Никто в лагере не был гарантирован от палочного удара. Стоило только пройти мимо фельдфебеля, попасться ему на глаза, как неминуемо можно было очутиться под ударом.
Днем в бараке строго запрещалось лежать на матраце. При общей слабости, при отсутствии скамеек для сиденья очень соблазнительно было растянуться на матраце. Стоило только в такие моменты зайти в барак фельдфебелю, как уже пленный подвергался наказанию палкой или плеткой там же, на месте.
Под влиянием палочной системы воздействия встряхивали недавней «стариной» и свои — русские унтера и фельдфебеля, — старшие по группам, и стали, в свою очередь, обзаводиться палками. И, конечно, когда они пускали в ход свои палки, кроме одобрения со стороны лагерного начальства, это ничего другого не вызывало.
Но как бы ни били нас, все же наказание палками не оставляло такого тяжелого впечатления, как привязывание к столбу; это последнее наказание разрешалось официально и в нашем лагере практиковалось широко.
Оно состояло в следующем: около специально поставленных столбов на кирпич становился пленный, которого надо было подвергнуть наказанию. Наказуемого привязывали к столбу веревкой, начиная от шеи, рук и кончая ногами. Кирпич после этого выбивали из-под ног, и привязанный оставался в подвешенном положении. Привязывание к столбу считалось одним из самых тяжелых наказаний, и его боялись все, как огня.
В лагере был еще и арестный дом с карцером, но его никто не боялся, и посидеть неделю под строгим арестом не представляло трудности.
Кроме этих наказаний, каждый батальонный фельдфебель умудрялся выдумывать свои. И нельзя сказать, чтобы лагерное начальство в этом отношении было мало изобретательным.
Зверь-человек
Особенной свирепостью отличался фельдфебель 7-го батальона Тимме. Если бы надо было изобразить немецкого патриота осени 1914 года, то за образец можно взять этого зверя-человека. Вечно он кричал, вечно ругался и любил до безумия колотить палкой пленных своего батальона. Он обращался с пленными, как со скотом, и не называл их иначе, как «Schweineband» (стадо свиней). При получении известий о новых победах на фронте он радовался и ржал, как жеребец, при поражениях же — плеткой или палкой угощал любого встречного пленного. Тимме слыл в лагере самым суровым фельдфебелем, и все его боялись. Пленных своего батальона он мучил до виртуозности, своих солдат-немцев держал в страхе и трепете. Тимме был настоящий немецкий патриот, — не даром он происходил из мелких помещиков.
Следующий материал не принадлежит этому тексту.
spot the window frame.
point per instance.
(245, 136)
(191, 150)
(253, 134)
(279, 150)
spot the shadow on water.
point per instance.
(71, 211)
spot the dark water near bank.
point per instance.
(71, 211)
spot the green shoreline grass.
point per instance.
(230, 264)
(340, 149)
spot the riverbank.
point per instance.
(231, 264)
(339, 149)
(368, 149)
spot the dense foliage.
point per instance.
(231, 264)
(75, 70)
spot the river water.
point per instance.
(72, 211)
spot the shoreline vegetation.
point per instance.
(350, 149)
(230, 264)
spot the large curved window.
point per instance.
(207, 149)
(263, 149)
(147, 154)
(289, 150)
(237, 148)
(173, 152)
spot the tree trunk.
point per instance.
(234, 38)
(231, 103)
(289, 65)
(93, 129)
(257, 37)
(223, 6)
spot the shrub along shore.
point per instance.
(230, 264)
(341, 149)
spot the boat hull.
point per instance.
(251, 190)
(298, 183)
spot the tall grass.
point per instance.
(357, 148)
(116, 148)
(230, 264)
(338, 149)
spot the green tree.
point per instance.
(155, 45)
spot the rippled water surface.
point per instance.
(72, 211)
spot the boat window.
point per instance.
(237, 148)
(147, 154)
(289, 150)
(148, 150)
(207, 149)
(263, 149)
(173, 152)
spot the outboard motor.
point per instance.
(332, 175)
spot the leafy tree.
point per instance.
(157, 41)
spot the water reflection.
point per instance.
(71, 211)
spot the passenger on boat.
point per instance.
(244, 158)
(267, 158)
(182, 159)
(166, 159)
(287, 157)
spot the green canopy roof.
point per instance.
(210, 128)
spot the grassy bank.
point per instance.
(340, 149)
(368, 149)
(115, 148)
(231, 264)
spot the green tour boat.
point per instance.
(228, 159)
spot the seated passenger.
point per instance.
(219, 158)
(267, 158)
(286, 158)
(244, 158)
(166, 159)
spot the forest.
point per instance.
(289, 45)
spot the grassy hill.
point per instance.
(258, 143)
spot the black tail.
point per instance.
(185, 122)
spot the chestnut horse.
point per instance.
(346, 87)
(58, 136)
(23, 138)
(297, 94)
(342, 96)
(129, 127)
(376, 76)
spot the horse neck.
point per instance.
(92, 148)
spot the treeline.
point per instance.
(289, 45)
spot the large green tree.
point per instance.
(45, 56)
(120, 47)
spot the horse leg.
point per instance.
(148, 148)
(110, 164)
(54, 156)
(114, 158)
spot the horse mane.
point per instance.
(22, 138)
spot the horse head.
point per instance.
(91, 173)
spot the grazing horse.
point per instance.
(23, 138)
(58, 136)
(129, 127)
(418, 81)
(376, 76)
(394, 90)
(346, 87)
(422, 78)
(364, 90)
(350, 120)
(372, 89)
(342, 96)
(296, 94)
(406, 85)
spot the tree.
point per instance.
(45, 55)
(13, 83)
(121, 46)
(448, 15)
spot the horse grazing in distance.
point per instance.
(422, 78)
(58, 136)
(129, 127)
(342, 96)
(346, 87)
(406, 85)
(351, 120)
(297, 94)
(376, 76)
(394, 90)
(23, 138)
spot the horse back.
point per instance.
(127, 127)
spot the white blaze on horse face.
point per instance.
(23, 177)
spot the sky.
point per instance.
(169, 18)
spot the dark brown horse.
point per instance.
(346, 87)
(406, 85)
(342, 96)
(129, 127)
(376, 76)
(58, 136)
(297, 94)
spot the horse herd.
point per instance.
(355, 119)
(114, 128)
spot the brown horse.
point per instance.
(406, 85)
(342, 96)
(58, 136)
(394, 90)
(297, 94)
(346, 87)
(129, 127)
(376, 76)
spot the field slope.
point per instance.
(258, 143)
Утренние проверки Тимме превращал в пытку для пленных. Он умел дрессировать и мечтал о том, чтобы пленные в его руках стали чем-то в роде обитателей зверинца.
В 7-м батальоне все делалось по свистку. Одним свистком он (Тимме) вызывал к себе старших групп, двумя свистками — намеченных старшими рабочих по лагерю, тремя — весь батальон на проверку. Как только раздавались свистки, вызываемые должны были лететь к бараку, где помещалась канцелярия батальона, и становиться в ряд. Если при этом, по тем или иным причинам, некоторые опаздывали и не вылетали в течение нескольких секунд из барака, Тимме свистел четыре раза, и пленные моментально должны были разбегаться по баракам; после этого опять раздавались три свистка, и процедура начиналась снова. И действительно, Тимме так вышколил 7-й батальон, что пленные собирались и расходились по свистку в течение нескольких секунд. Если при этом иметь в виду деревянные колодки, которые пленным выдавались вместо сапог и в которых очень трудно было бегать, то, действительно, приходилось удивляться успехам Тимме. Конечно, в этой дрессировке самую важную роль играла плетка Тимме. Обыкновенно Тимме свисток передавал переводчику, а сам с плеткой бегал по баракам. И горе было тому, кого он находил выбегающим в последнюю очередь! Того он бил по спине, голове; виновный выбегал, скидывая впопыхах колодки, а за ним, похлестывая его, бежал Тимме.
Об этих проделках знали в городе. К Тимме специально приезжали знакомые из города и с крылечка канцелярии батальона любовались этими возмутительными действиями немецкого патриота. И хоть бы что!
Как всякий патриот, Тимме выше всего ценил нравственные устои. Когда в 7-м батальоне после медицинского осмотра оказался один сифилитик, он его собственноручно, в назидание всем пленным, выпорол и где еще — на крыльце, на видном месте, во время проверки, об’ясняя при этом: такой-то получил столько-то палок за то, что имел незаконные связи с женщинами. Немецкий патриот вообразил из себя великого гения, который плеткой может вышибить социальную болезнь.